Phil Dowson and Chris Robshaw did a huge amount of work and defended well but, again, they couldn't get any impetus or momentum going for the team. All the England players showed they weren't afraid of hard work. They scrambled well, which is a good element for any international team to have.
I feel the very fact that interim boss Stuart Lancaster said he is proud about such a close win over an average side shows how weak England are. It is easy to say we have a young team but Wales, Ireland and France could all put out better and younger teams. Do you agree that England are not underperforming but, with the exception of Manu Tuilagi, Chris Ashton and Tom Croft, simply haven't got world-class players?
Hi Olly, before the match against Scotland none of us really knew what to expect but were hopeful the England players selected would bring their club form on to the international stage. Certainly their attitude and work-rate were good; they just need an offence now.
Conditions weren't great and the nerves played a part, and that showed with the number of simple errors the English players made. Thankfully for them, Scotland made similar errors.
I hope these players get better as the tournament goes on but I also hope Lancaster isn't afraid to drop players who don't deliver. I think it's fair to say on Saturday's performance, no-one stood out as a world-class player.
I was wondering what chance you feel Italy have against England next week. Italy were soundly beaten by a good France team but I think they were more creative than England this weekend, and for the first time looked a team out to play rugby, not just avoid embarrassment. Is there a potential upset in the air?
Hi Oliver, there's always a chance that Italy could beat England - look what they did to France last season. If England play territory and pressure against Italy they will win but that's easier said than done because the Italians have a good set-piece.
I agree Italy tried to play more rugby but they didn't push and pull the French defence about - they went from side to side and the French had a solid line of defence waiting for them.
Hi Jeremy, I'm interested to hear your opinion on England's continued selection of Ben Youngs? I feel that when he first came on to the England scene he produced quick ball and engaged England's midfield. However, since the defeat to Ireland in last year's Six Nations, I feel he hasn't been as instrumental as an international nine should be.
Rich Millard, England
England's Ben Youngs kicks clear at Murrayfield
Hi Richard, in the main I agree, although when he came on
against Argentina in the World Cup
he had an impact. I would pick him on the bench and play Lee Dickson because I believe the Saints player gets to the breakdown quicker than Youngs and moves it on quicker. England need a faster tempo and Dickson would provide it.
Do you think that Toby Flood will be starting against Italy next weekend after his comeback game for Tigers?
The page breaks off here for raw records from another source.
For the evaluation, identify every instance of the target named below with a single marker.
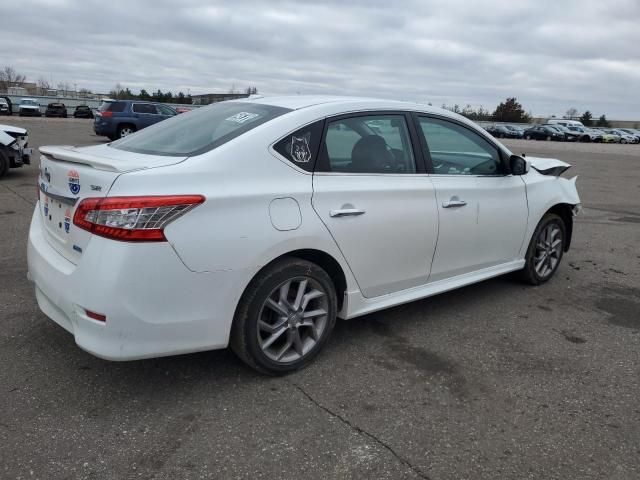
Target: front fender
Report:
(545, 192)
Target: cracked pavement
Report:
(495, 380)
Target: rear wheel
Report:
(545, 250)
(285, 317)
(125, 130)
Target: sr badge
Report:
(74, 181)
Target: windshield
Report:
(200, 130)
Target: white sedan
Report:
(256, 223)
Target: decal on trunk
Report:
(74, 181)
(67, 220)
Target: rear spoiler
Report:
(549, 166)
(68, 153)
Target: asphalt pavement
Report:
(496, 380)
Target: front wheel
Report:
(545, 250)
(285, 317)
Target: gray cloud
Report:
(551, 55)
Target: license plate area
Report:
(58, 216)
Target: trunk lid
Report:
(70, 174)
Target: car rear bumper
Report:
(154, 305)
(103, 129)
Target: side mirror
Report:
(518, 165)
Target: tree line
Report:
(125, 93)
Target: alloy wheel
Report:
(125, 132)
(293, 319)
(548, 250)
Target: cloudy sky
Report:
(551, 55)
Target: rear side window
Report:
(202, 130)
(456, 150)
(113, 107)
(144, 108)
(163, 110)
(368, 144)
(301, 147)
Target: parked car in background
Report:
(5, 109)
(236, 225)
(543, 132)
(83, 111)
(29, 107)
(625, 137)
(14, 149)
(564, 122)
(632, 131)
(587, 134)
(608, 136)
(119, 118)
(502, 131)
(56, 110)
(516, 128)
(569, 135)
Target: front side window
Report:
(456, 150)
(368, 144)
(202, 130)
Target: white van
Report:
(564, 122)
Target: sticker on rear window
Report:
(74, 181)
(300, 150)
(242, 117)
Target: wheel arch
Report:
(126, 123)
(565, 212)
(324, 260)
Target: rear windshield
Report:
(112, 107)
(200, 130)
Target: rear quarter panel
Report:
(233, 230)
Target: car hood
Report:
(549, 166)
(10, 129)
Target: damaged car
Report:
(257, 223)
(14, 151)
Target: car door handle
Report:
(453, 203)
(346, 212)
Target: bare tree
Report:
(9, 78)
(43, 86)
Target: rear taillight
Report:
(133, 219)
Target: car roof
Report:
(297, 102)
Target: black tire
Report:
(4, 164)
(529, 273)
(244, 331)
(125, 129)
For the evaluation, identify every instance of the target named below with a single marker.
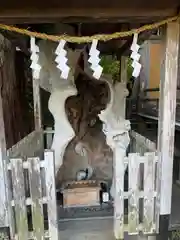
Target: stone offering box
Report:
(81, 193)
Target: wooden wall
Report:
(154, 67)
(16, 91)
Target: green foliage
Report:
(111, 66)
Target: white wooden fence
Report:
(141, 193)
(141, 196)
(141, 144)
(19, 226)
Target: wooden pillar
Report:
(37, 105)
(167, 112)
(123, 75)
(3, 182)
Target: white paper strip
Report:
(36, 68)
(94, 60)
(61, 59)
(135, 56)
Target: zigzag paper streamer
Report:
(61, 59)
(36, 68)
(94, 60)
(135, 56)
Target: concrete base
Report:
(92, 229)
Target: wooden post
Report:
(3, 182)
(123, 75)
(37, 105)
(167, 112)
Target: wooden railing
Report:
(141, 144)
(20, 225)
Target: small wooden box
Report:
(85, 193)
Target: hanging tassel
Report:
(36, 68)
(61, 59)
(94, 60)
(135, 56)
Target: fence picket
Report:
(36, 195)
(133, 204)
(51, 195)
(19, 198)
(119, 198)
(149, 186)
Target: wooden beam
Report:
(167, 112)
(83, 14)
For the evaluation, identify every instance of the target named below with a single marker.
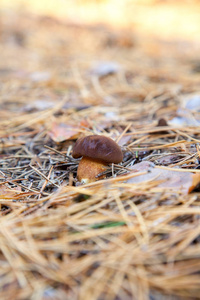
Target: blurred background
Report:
(175, 19)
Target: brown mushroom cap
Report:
(98, 147)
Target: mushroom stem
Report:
(89, 168)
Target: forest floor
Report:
(136, 233)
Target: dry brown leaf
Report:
(179, 181)
(6, 193)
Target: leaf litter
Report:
(133, 235)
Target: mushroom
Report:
(97, 152)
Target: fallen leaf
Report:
(178, 181)
(6, 193)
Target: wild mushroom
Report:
(97, 152)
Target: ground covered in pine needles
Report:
(135, 234)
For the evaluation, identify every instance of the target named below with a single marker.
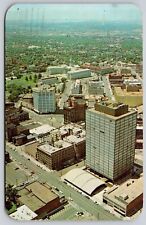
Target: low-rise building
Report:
(49, 80)
(127, 198)
(132, 99)
(31, 148)
(23, 213)
(20, 139)
(60, 153)
(40, 199)
(41, 131)
(78, 74)
(51, 70)
(58, 156)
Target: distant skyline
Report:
(75, 13)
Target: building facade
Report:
(75, 111)
(127, 198)
(44, 100)
(78, 74)
(110, 139)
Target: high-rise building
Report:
(75, 111)
(110, 139)
(44, 99)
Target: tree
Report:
(11, 196)
(30, 77)
(40, 76)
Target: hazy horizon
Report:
(65, 13)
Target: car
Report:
(16, 168)
(87, 196)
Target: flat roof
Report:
(83, 180)
(78, 70)
(123, 92)
(43, 129)
(43, 88)
(75, 138)
(23, 213)
(36, 195)
(127, 192)
(58, 145)
(110, 116)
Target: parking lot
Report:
(15, 174)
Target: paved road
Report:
(54, 180)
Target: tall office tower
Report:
(110, 139)
(44, 99)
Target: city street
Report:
(54, 180)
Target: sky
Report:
(75, 12)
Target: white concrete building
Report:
(110, 139)
(44, 99)
(78, 74)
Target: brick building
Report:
(75, 111)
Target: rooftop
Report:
(43, 88)
(76, 70)
(127, 192)
(23, 213)
(43, 129)
(36, 195)
(75, 138)
(111, 116)
(58, 145)
(124, 92)
(83, 180)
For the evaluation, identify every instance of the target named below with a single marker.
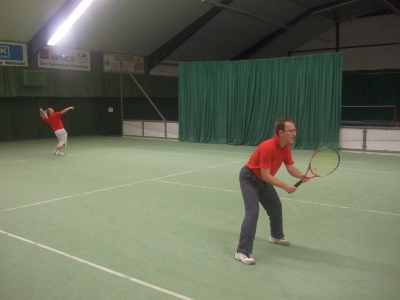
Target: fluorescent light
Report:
(63, 29)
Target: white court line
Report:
(46, 157)
(98, 266)
(300, 201)
(116, 187)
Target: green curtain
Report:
(238, 102)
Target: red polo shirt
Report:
(55, 121)
(270, 155)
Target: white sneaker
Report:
(281, 241)
(248, 260)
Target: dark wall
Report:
(371, 88)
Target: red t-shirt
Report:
(270, 155)
(55, 121)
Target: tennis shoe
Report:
(246, 259)
(282, 241)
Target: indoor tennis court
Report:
(137, 218)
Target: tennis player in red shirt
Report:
(54, 119)
(257, 180)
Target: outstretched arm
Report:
(67, 109)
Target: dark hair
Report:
(280, 125)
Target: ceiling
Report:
(184, 30)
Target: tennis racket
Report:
(323, 162)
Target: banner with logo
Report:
(64, 58)
(111, 63)
(13, 54)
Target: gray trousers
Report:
(253, 191)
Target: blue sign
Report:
(11, 52)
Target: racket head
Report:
(324, 162)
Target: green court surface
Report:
(135, 218)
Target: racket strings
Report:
(324, 162)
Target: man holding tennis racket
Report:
(54, 119)
(257, 181)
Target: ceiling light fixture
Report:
(65, 26)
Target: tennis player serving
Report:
(54, 119)
(257, 180)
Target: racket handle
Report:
(298, 183)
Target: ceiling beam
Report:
(39, 40)
(217, 4)
(391, 7)
(161, 53)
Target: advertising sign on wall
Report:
(111, 63)
(13, 55)
(64, 58)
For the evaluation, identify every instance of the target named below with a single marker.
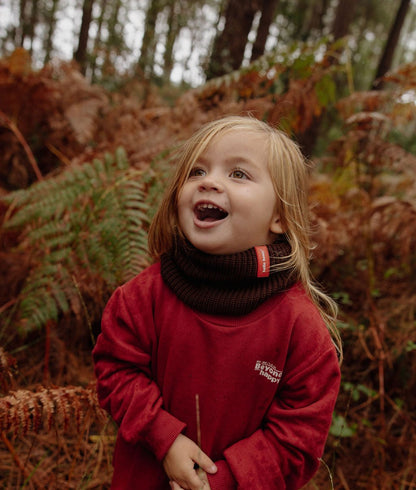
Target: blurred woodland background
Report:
(87, 141)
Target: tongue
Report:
(210, 214)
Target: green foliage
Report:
(340, 427)
(84, 233)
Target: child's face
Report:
(228, 204)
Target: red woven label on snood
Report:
(263, 261)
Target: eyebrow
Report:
(230, 160)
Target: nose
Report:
(211, 183)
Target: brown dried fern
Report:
(7, 368)
(66, 407)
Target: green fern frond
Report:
(84, 231)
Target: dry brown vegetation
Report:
(53, 124)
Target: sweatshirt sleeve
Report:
(284, 453)
(125, 388)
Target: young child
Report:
(217, 361)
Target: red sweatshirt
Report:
(267, 384)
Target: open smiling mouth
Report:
(210, 212)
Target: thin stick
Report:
(198, 422)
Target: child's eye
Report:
(197, 172)
(239, 174)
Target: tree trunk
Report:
(343, 17)
(98, 40)
(174, 23)
(22, 32)
(229, 46)
(114, 39)
(268, 10)
(313, 20)
(80, 55)
(34, 16)
(147, 52)
(51, 21)
(391, 44)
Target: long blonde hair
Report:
(289, 172)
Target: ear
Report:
(276, 225)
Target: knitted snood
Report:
(224, 284)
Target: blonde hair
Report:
(289, 172)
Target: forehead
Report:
(236, 142)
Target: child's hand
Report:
(179, 465)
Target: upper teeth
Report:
(209, 206)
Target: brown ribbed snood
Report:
(224, 284)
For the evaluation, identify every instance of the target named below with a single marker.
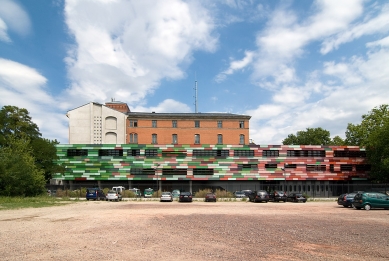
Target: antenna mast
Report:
(195, 94)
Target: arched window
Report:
(219, 139)
(241, 139)
(154, 139)
(110, 138)
(133, 138)
(110, 123)
(197, 138)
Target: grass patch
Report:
(30, 202)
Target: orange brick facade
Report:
(208, 131)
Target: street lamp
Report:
(157, 174)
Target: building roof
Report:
(187, 115)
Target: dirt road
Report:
(194, 231)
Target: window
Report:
(346, 167)
(133, 152)
(211, 153)
(181, 172)
(199, 171)
(174, 139)
(174, 154)
(270, 153)
(316, 167)
(349, 153)
(306, 153)
(140, 171)
(219, 139)
(243, 153)
(290, 166)
(247, 166)
(363, 167)
(197, 138)
(76, 152)
(133, 138)
(241, 139)
(111, 152)
(151, 153)
(154, 139)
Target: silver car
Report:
(166, 196)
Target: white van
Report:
(119, 189)
(136, 191)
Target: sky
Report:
(290, 65)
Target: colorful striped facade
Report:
(135, 162)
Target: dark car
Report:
(239, 194)
(369, 200)
(259, 196)
(185, 197)
(210, 197)
(247, 192)
(296, 197)
(346, 199)
(277, 196)
(95, 194)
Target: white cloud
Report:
(235, 66)
(378, 24)
(24, 87)
(124, 48)
(13, 17)
(166, 106)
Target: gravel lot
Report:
(151, 230)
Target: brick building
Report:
(192, 151)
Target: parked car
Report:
(346, 199)
(296, 197)
(136, 191)
(259, 196)
(113, 195)
(247, 192)
(369, 200)
(166, 196)
(95, 194)
(176, 193)
(185, 197)
(210, 197)
(239, 194)
(148, 193)
(277, 196)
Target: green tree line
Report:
(26, 158)
(372, 134)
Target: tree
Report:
(373, 134)
(45, 154)
(19, 176)
(358, 134)
(312, 136)
(17, 123)
(377, 148)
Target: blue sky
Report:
(288, 64)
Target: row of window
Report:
(154, 139)
(212, 153)
(205, 171)
(134, 124)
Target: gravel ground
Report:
(152, 230)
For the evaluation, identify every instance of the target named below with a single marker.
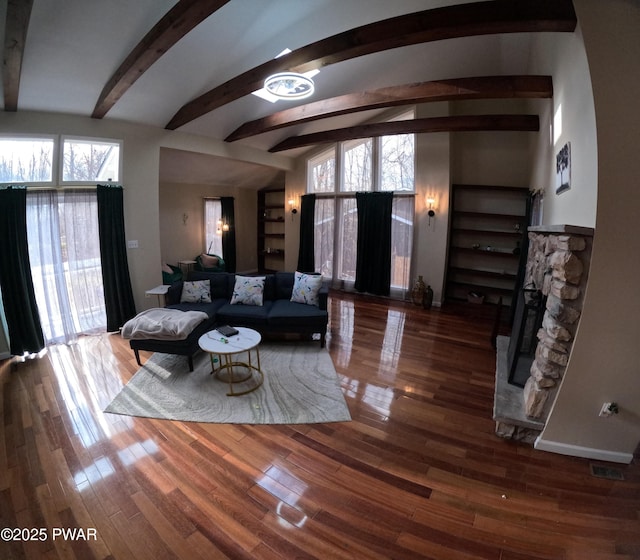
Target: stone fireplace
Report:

Harry Chatfeild-Roberts, England
Hi Harry, it's unlikely that Flood will start but I'm sure he will come off the bench.
Even as an England supporter, it was painful to watch Scotland spurn so many chances. Quite simply, why can't they score tries?
Hi Harry, Scottish players not taking opportunities comes down to not being able to execute under pressure. You can coach as long and as hard as you like but you can't do the job for them on the field; they have to deliver. If players are failing to execute, you have to select ones that can.
What more can Andy Robinson (AR) do when Scotland can't stop making schoolboy errors?
Les English, Scotland
Hi Les, I don't know what more AR can do except persist with his beliefs and coaching philosophy. However, he must consider dropping some players, mainly because of Scotland A's big victory over England Saxons.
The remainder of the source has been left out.